Hype List

Hype List Deflating this month's overblown memes. LMDS Meme on the rise Like lemmings that keep discovering a new cliff from which to throw themselves, wireless companies continue their relentless pursuit of new spectrum. The next frequency band up for auction by the FCC has been reserved for local multipoint distribution services, aka LMDS. You'll […]

Hype List

Deflating this month's overblown memes.

LMDS

Meme on the rise

Like lemmings that keep discovering a new cliff from which to throw themselves, wireless companies continue their relentless pursuit of new spectrum.
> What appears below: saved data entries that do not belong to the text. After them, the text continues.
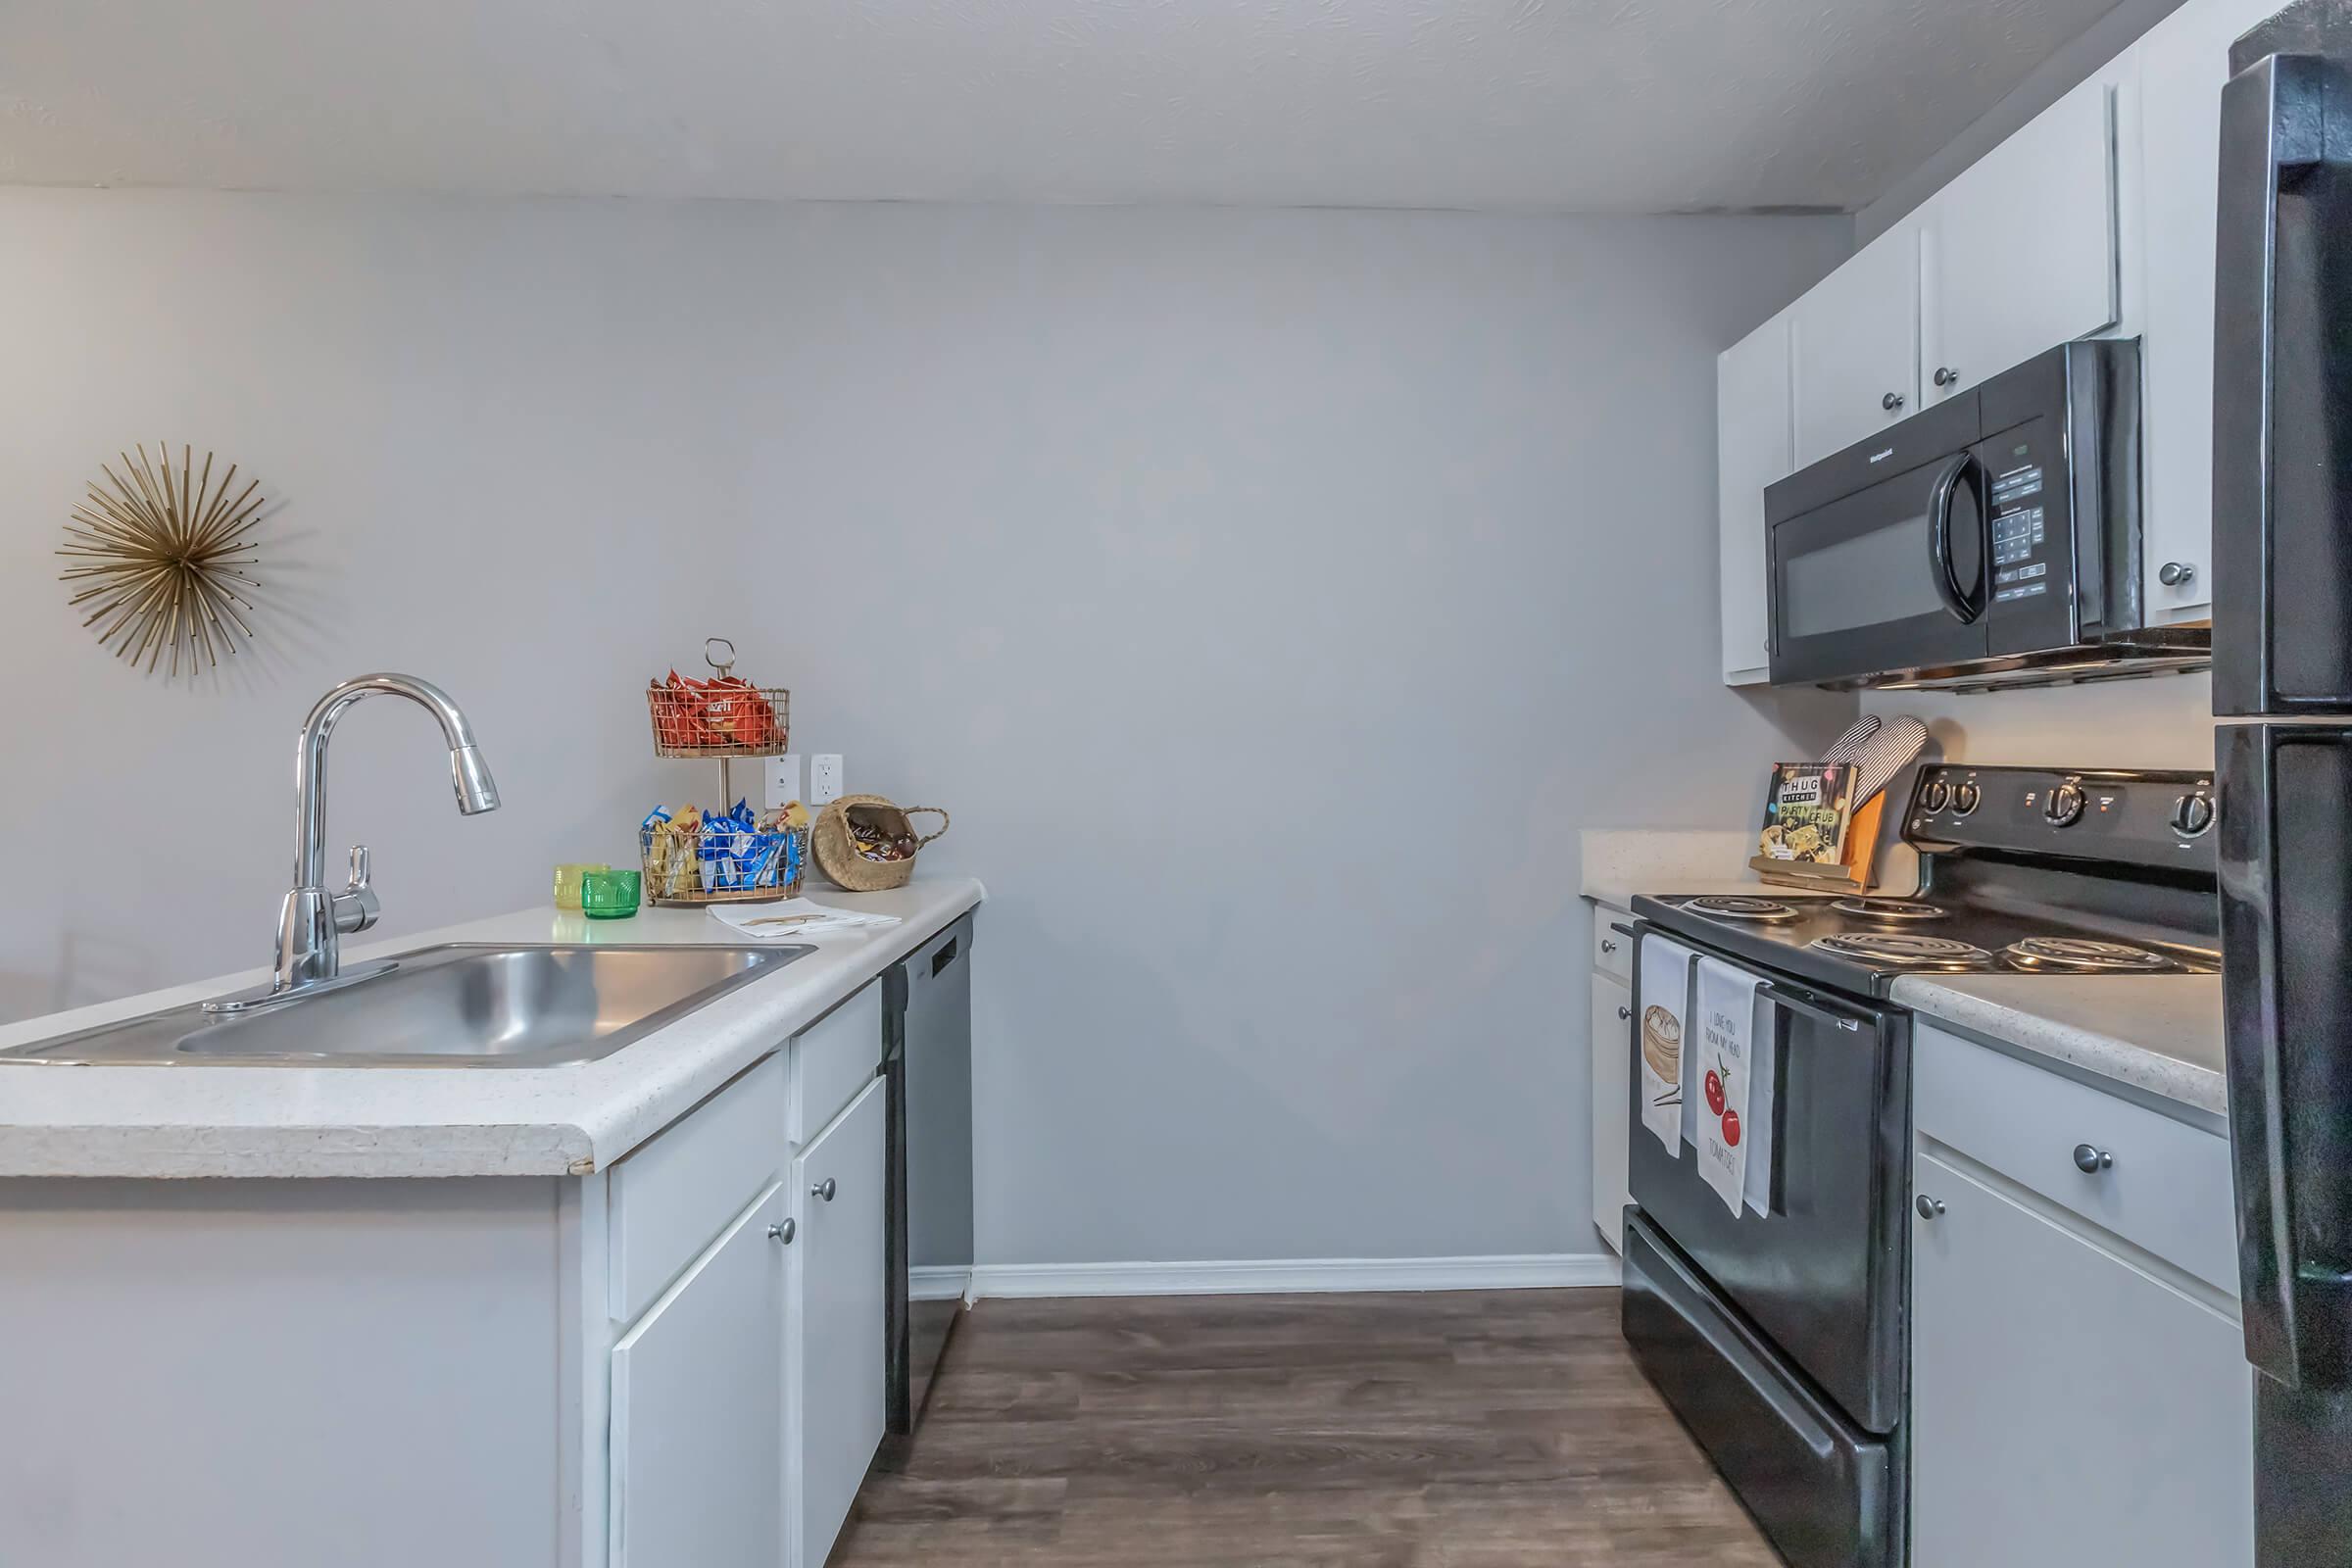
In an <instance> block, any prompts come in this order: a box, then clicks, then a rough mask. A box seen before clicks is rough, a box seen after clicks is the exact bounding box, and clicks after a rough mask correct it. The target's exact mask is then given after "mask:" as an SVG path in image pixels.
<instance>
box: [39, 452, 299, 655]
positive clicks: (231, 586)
mask: <svg viewBox="0 0 2352 1568" xmlns="http://www.w3.org/2000/svg"><path fill="white" fill-rule="evenodd" d="M136 451H139V456H136V461H134V458H132V456H129V454H127V451H125V454H118V456H120V458H122V473H120V475H118V473H115V470H113V468H108V465H106V463H99V473H101V475H106V484H99V482H96V480H92V482H89V494H87V496H85V498H82V501H80V503H78V505H75V508H73V522H68V524H66V548H64V550H59V555H64V557H68V559H71V562H75V564H73V567H68V569H66V571H64V574H61V576H59V581H64V583H87V588H82V590H80V592H75V595H73V599H71V604H75V607H82V604H92V602H94V604H96V609H92V611H89V616H87V618H85V621H82V625H85V628H96V632H99V642H103V644H108V646H111V649H115V656H118V658H127V661H132V663H139V661H141V658H146V668H148V672H151V675H153V672H155V665H158V663H160V661H162V656H165V654H167V651H169V656H172V665H169V672H172V675H179V656H181V649H183V646H186V651H188V672H191V675H193V672H195V656H198V654H202V656H205V665H207V668H216V665H219V663H221V654H235V651H238V637H240V635H242V637H245V639H252V635H254V628H252V625H247V623H245V616H240V614H238V609H240V607H242V609H252V607H254V604H252V599H247V597H245V595H242V592H240V590H242V588H254V578H252V576H249V574H247V571H245V567H252V564H254V538H252V531H254V524H256V522H259V520H261V496H259V494H256V491H259V489H261V482H259V480H249V482H247V484H245V489H235V482H238V465H235V463H230V465H228V473H226V475H221V482H219V484H214V482H212V454H209V451H207V454H205V468H202V473H198V468H195V454H193V449H188V447H181V449H179V473H176V475H174V473H172V447H169V444H162V442H158V451H160V454H162V463H160V465H158V463H151V461H148V454H146V447H143V444H141V447H139V449H136ZM230 491H235V498H230Z"/></svg>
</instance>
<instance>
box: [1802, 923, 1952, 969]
mask: <svg viewBox="0 0 2352 1568" xmlns="http://www.w3.org/2000/svg"><path fill="white" fill-rule="evenodd" d="M1813 947H1816V950H1820V952H1828V954H1835V957H1842V959H1860V961H1863V964H1882V966H1886V969H1936V971H1945V973H1959V971H1964V969H1985V966H1990V964H1992V954H1990V952H1985V950H1983V947H1973V945H1969V943H1955V940H1952V938H1945V936H1917V933H1912V931H1849V933H1844V936H1823V938H1818V940H1816V943H1813Z"/></svg>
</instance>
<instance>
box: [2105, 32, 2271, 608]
mask: <svg viewBox="0 0 2352 1568" xmlns="http://www.w3.org/2000/svg"><path fill="white" fill-rule="evenodd" d="M2274 9H2279V7H2277V5H2274V2H2272V0H2190V2H2187V5H2183V7H2180V9H2178V12H2173V14H2171V16H2166V19H2164V21H2159V24H2157V26H2154V28H2152V31H2150V33H2147V38H2143V40H2140V122H2138V129H2140V146H2138V150H2140V183H2138V190H2140V214H2143V228H2145V235H2147V242H2145V252H2143V289H2145V292H2143V315H2145V327H2143V331H2145V343H2143V369H2140V374H2143V378H2145V388H2147V395H2145V404H2143V414H2140V418H2143V433H2145V442H2147V444H2145V451H2147V456H2145V475H2147V496H2145V501H2147V508H2145V517H2143V529H2145V534H2143V545H2145V555H2143V576H2140V581H2143V585H2145V592H2147V607H2150V621H2152V623H2159V625H2164V623H2176V621H2201V618H2206V616H2209V614H2213V567H2211V562H2213V242H2216V233H2213V209H2216V202H2213V193H2216V188H2218V181H2220V89H2223V82H2227V80H2230V45H2232V42H2234V40H2237V38H2239V35H2241V33H2244V31H2246V28H2251V26H2256V24H2258V21H2265V19H2267V16H2270V14H2272V12H2274ZM2166 564H2178V567H2185V569H2187V576H2183V578H2180V581H2178V583H2171V585H2169V583H2164V581H2161V576H2159V574H2161V571H2164V567H2166Z"/></svg>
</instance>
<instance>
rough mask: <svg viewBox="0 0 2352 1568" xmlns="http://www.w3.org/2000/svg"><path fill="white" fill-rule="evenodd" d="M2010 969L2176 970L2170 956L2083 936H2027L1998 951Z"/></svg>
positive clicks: (2172, 961) (2135, 975) (2073, 972)
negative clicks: (2088, 937) (2012, 968)
mask: <svg viewBox="0 0 2352 1568" xmlns="http://www.w3.org/2000/svg"><path fill="white" fill-rule="evenodd" d="M2002 957H2004V959H2009V964H2011V966H2013V969H2032V971H2063V973H2077V976H2136V973H2150V971H2157V969H2180V964H2176V961H2173V959H2169V957H2164V954H2161V952H2150V950H2147V947H2131V945H2126V943H2096V940H2091V938H2086V936H2027V938H2025V940H2023V943H2011V945H2009V947H2004V950H2002Z"/></svg>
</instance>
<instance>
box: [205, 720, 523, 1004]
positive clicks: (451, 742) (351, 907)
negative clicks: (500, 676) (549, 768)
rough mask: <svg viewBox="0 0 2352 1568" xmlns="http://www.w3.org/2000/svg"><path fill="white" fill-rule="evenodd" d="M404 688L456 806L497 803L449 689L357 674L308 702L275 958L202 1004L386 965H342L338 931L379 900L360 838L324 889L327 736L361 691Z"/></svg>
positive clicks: (340, 984) (488, 779) (294, 788)
mask: <svg viewBox="0 0 2352 1568" xmlns="http://www.w3.org/2000/svg"><path fill="white" fill-rule="evenodd" d="M379 693H381V696H405V698H409V701H412V703H416V705H419V708H423V710H426V712H430V715H433V717H435V719H440V726H442V738H445V741H447V743H449V780H452V783H454V785H456V809H459V811H461V813H466V816H477V813H482V811H496V809H499V785H496V783H494V780H492V776H489V764H485V762H482V752H480V750H475V743H473V726H470V724H468V722H466V712H463V710H461V708H459V705H456V703H452V701H449V693H447V691H442V689H440V686H435V684H433V682H421V679H416V677H414V675H360V677H358V679H348V682H343V684H341V686H336V689H334V691H329V693H327V696H322V698H320V701H318V705H315V708H310V717H308V719H303V726H301V745H299V748H296V752H294V889H292V891H289V893H287V900H285V907H280V912H278V961H275V973H273V976H270V983H268V987H256V990H249V992H238V994H233V997H216V999H212V1001H207V1004H205V1011H207V1013H242V1011H249V1009H256V1006H270V1004H275V1001H292V999H296V997H306V994H310V992H318V990H327V987H336V985H350V983H353V980H367V978H372V976H381V973H386V971H388V969H393V961H390V959H381V961H376V964H362V966H358V969H343V964H341V938H343V936H350V933H358V931H367V929H369V926H374V924H376V914H379V912H381V907H383V905H381V903H376V891H374V889H372V886H369V863H367V846H365V844H355V846H353V851H350V882H346V884H343V889H341V891H339V893H332V891H327V886H325V884H327V741H329V738H332V736H334V724H336V719H341V717H343V710H346V708H350V705H353V703H358V701H360V698H367V696H379Z"/></svg>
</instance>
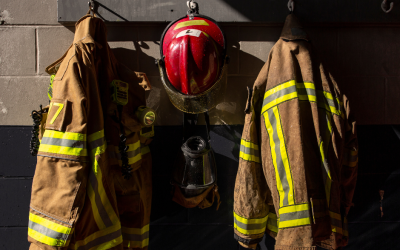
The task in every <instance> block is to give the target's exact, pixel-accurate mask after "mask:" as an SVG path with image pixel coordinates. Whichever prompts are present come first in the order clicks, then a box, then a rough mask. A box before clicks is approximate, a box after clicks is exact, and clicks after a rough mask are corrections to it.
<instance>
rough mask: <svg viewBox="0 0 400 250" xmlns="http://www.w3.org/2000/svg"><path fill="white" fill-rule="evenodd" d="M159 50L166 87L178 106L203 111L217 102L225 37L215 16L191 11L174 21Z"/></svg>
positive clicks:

The next frequency band up for auction by the FCC has been reserved for local multipoint distribution services, aka LMDS. You'll hear a lot of bragging about how LMDS, which can handle 50 Mbps of wireless data with an antenna the size of a mini pizza, is going to be the ADSL slayer and cable-modem killer. But watch for the inevitable hangover when successful bidders realize that the only customers who can afford 50-Mbps Net connections already have fiber and don't need the headache of wireless.

Online-Gambling Prohibition

Meme on the rise

Washington bureaucrats may have finally hit upon an Internet activity they can successfully regulate. While attempts to ban online pornography and tax electronic commerce have withered in the face of opposition from Silicon Valley lobbyists, Congress appears to strongly support a bill by Senator Jon Kyl (R-Arizona) that would prohibit online gambling. After all, casino owners and slot-machine manufacturers - unlike the entrepreneurs behind offshore gaming sites - are both taxpayers and voters. Most netizens, meanwhile, are too busy watching their online stock tickers and hedging their bets on the market to oppose the proposed restrictions.

Butoh

Meme on the rise

The US may be the leader in exporting lowbrow culture, but Americans are also the biggest suckers when it comes to importing the avant-garde. Whether we're talking deconstructionism or 12-tone symphonies, the self-styled cultural élite will embrace any foreign artistic movement, no matter how marginal. Take the growing stateside popularity of Butoh. This dance genre, created in postwar Japan, involves a lot of grimacing and slow, portentous movements. Sure, Baywatch and McDonald's are bad, but this is taking vengeance to an extreme.

NUMA

Meme on the rise

The quest for a massively parallel processing computer that scales is the high tech equivalent of the hunt for a perpetual-motion machine: both seem possible at first blush, but every proposed solution ends up failing. The current MPP contender goes by the sobriquet Non-Uniform Memory Access. This software technology tricks multiple processors into thinking they all share the same memory bank, when actually each has its own local memory. A clever illusion - unfortunately, the computer's performance is based on the reality of distributed memory, not illusion.

Newsstand Gender Swap

Meme in decline

A gender swap seems to be sweeping US newsstands. Steeped in sassy pop feminism, a slew of glossy young women's magazines have begun to shove aside traditional competitors like Mademoiselle. The kickoff issue of Jane, for example, asks a neurosurgeon for her read on a typical fashion show. Then there's Sports Illustrated Women/Sport et alia, aimed at athletic-minded females. Meanwhile, established men's journals such as Esquire have started sprouting cover lines like "7 ways to better abs" and "12 great dates." Though this superficial reversal might seem to be an encouraging sign of flexible gender roles in the '90s, the real driver isn't dissolving stereotypes but desperate editors willing to try anything to pump up their shrinking circulations.